Sobre os treinos do PSG até nem se soube muito, apenas que decorreram na Academia do Sporting, em Alcochete. Agora pormenores sobre a estadia no hotel lisboeta que mora na Torre Vasco da Gama, mesmo tendo em conta todo o sigilo e contratos de confidencialidade, foram-se conhecendo. Discrição não é o ponto forte dos finalistas vencidos que ficaram com todo o Myriad by Sana só para si. O hotel tem a porta de acesso visível a quem quer que passe por aquela zona do Parque das Nações, as estruturas de vidro permitem ver algumas deslocações dos atletas e tudo isso só cativou ainda mais os curiosos que queriam acompanhar tudo o que se passava, daí ter havido um reforço de segurança (maior ainda do que aquele que a cadeia hoteleira já tinha feito noutra unidade sua em Lisboa onde ficou alojado o Atl. Madrid).

O hotel onde ficaram as estrelas do Paris Saint-Germain é na antiga Torre Vasco da Gama, símbolo da Expo 98. D.R.

A mentalidade de celebrar a Champions pensando já na próxima

O objetivo deste texto era para mostrar um pouco daquilo que foi a final da Liga dos Campeões 19/20 mas tudo o que o Observador foi conseguindo ouvir e observar fez com que passasse a ser sobre isso, na mesma, mas também sobre as diferenças que tanto separam os dois lados deste jogo. Não é muito comum ver dois rivais com a sua identidade cristalizada de forma tão abrangente e uniforme. Até a forma como assistiram à partida mostra isso.
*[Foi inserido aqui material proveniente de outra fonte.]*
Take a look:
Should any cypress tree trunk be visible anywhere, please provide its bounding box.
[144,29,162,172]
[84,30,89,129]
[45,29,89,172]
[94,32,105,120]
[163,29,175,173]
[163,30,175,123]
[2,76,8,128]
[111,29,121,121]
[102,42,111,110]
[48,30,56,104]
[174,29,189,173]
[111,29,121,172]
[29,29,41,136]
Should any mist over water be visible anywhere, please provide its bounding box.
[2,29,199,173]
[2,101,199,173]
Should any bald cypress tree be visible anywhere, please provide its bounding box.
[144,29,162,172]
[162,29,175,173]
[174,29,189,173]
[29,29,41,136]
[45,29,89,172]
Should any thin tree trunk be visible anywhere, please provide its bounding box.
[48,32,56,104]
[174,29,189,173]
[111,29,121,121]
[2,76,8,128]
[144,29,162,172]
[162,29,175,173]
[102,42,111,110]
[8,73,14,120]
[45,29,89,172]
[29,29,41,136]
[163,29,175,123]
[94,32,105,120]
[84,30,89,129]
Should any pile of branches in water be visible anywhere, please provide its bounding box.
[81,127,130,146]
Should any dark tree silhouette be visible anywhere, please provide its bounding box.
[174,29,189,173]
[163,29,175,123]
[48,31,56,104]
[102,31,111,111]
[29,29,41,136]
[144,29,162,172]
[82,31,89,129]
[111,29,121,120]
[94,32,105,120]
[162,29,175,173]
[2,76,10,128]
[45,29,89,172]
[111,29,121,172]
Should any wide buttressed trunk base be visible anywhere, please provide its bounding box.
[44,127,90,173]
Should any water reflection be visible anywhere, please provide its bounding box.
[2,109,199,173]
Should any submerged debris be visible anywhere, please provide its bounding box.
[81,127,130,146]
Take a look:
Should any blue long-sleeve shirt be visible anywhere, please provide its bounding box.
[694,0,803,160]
Quando o Observador chegou à cervejaria lisboeta “O Reserva” faltava uma hora para o começo da partida e o espaço já estava composto. Cumprindo todas as normas de segurança, o espaço ia recebendo os adeptos de futebol que, não podendo estar no estádio, vibrariam fora dele. Inicialmente eram mais portugueses, os franceses foram chegando depois. No total, quando o apito inicial soou nos televisores, avistavam-se apenas duas camisas de futebol, uma do Bayern e outra do PSG. Mesmo assim, os adeptos franceses eram facilmente reconhecíveis sem terem de usar insígnia nenhuma.
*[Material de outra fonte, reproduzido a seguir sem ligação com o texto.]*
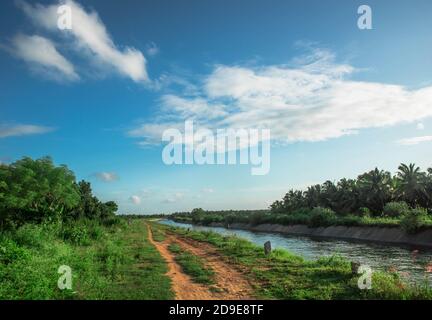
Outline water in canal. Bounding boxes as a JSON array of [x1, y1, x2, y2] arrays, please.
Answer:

O natural entusiasmo de ver a sua equipa participar numa final da Champions pela primeira vez (ainda para mais no ano do 50.º aniversário), a esperança de ver o futebol gaulês de equipas ganhar um novo fôlego internacional e o efusivo modo de ser fazia com que se visse a léguas quem puxava pelos franceses: barafustavam com tudo, vociferavam tanto nos ataques da sua equipa como no dos adversários, gritavam contra o árbitro. Uma das mesas com mais franceses tinha um português, Diogo Gonçalves, que explicou ao Observador que os seus amigos estavam entusiasmados com o simples facto de ver a sua equipa neste patamar do futebol mundial – talvez o mais relevante a seguir à final do Campeonato do Mundo – independentemente de ganharem ou não. Desportivismo é sempre de louvar mas o esbracejar dos franceses não enganava ninguém. A fome pela vitória era gigante.

Bayern Munique, os cerebrais vencedores desta peculiar edição da Liga dos Campeões.

Getty Images

Noutro lado da cidade, perto do Cais do Sodré, o Time Out Mercado da Ribeira foi outro ponto onde se viu a vitória do Bayern por 1-0 (golo de Kingsley Coman, um francês que ironicamente fez a sua formação no PSG).  Quem tivesse conseguido sobreviver às longas filas de acesso ao interior do espaço descobriria o recinto dividido em dois, um ecrã gigante em cada ponta, e um contingente alemão mais composto – mesmo assim menor que o francês. O cenário d’O Reserva repetia-se: franceses irrequietos contrastavam com os alemães que praticamente só se fizeram notar por três vezes: quando marcaram o golo, quando aos 80 minutos entoaram um cântico e quando soou o apito final e celebraram a conquista durante uns breves minutos. Tudo sempre com moderação e tranquilidade. Como em tudo o resto.

Numa das eliminatórias desta fase final da Champions em Lisboa surgiram imagens do PSG a celebrar a passagem à final como se fosse um grande baile – com a coluna de Neymar, claro. Viu-se também Joshua Kimmich, o defesa direito dos bávaros, no pós-goleada ao Barcelona a sentar-se no banco a beber uma água de forma compenetrada. Estes dois exemplos fecham esta espécie de análise do yin e yang que são estas equipas. Os bávaros acabaram por ganhar mais uma vez, houve a festa mas no final não se viu nenhuma coluna de som. Porquê? É preciso começar já a pensar na próxima conquista.